US prisons are operating at 40 percent above capacity, with half of all inmates locked up for drug-related crimes. Attorney General Eric Holder has proposed changes to the criminal justice system that would reduce sentences for non-violent crimes.

In an announcement scheduled for delivery on Monday, Holder outlined a plan to free up prisons and keep non-violent drug offenders from ending up in jail cells. Under a major policy shift, federal prosecutors will no longer push for “mandatory minimum” sentences for low-level drug offenders, and will instead send more people to drug treatment and community service programs. Additionally, Holder wants prisons to release elderly, non-violent offenders.

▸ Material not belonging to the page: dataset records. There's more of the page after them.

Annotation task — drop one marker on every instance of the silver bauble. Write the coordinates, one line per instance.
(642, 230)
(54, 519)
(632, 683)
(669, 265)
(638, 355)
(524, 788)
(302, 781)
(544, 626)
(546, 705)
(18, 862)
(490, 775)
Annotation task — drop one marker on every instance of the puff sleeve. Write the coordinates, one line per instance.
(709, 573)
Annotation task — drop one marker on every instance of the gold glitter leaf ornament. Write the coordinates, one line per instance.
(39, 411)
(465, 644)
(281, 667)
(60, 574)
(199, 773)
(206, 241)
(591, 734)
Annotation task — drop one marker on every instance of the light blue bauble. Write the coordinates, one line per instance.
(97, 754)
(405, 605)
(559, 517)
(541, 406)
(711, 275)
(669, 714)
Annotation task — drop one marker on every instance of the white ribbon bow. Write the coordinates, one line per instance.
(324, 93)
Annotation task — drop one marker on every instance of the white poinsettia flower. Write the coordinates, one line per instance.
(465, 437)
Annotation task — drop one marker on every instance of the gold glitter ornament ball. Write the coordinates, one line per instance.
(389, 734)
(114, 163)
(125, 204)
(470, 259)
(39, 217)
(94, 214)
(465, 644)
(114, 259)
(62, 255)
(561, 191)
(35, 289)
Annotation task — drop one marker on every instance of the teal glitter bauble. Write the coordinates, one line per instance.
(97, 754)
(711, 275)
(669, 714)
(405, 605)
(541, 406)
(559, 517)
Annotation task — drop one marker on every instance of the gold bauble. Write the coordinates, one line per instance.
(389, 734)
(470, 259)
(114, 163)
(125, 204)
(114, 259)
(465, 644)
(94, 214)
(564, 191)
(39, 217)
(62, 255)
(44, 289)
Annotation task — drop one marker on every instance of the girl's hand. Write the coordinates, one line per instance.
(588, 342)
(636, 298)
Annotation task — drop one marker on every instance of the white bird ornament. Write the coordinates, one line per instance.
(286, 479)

“Too many Americans go to too many prisons for far too long, and for no good law enforcement reason,” Holder said in his speech, which was released in advance of his 1 p.m. ET delivery at the American Bar Association in San Francisco. “While the aggressive enforcement of federal criminal statutes remains necessary, we cannot simply prosecute or incarcerate our way to becoming a safer nation.”

In his speech, Holder reflected a view long held by civil rights groups that have advocated for lesser sentences for non-violent crimes, claiming that the long prison terms have prevented low-income and minority communities from advancing. Mirroring that view, Holder said that “a vicious cycle of poverty, criminality and incarceration traps too many Americans and weakens too many communities” and that “many aspects of our criminal justice system may actually exacerbate this problem, rather than alleviate it.”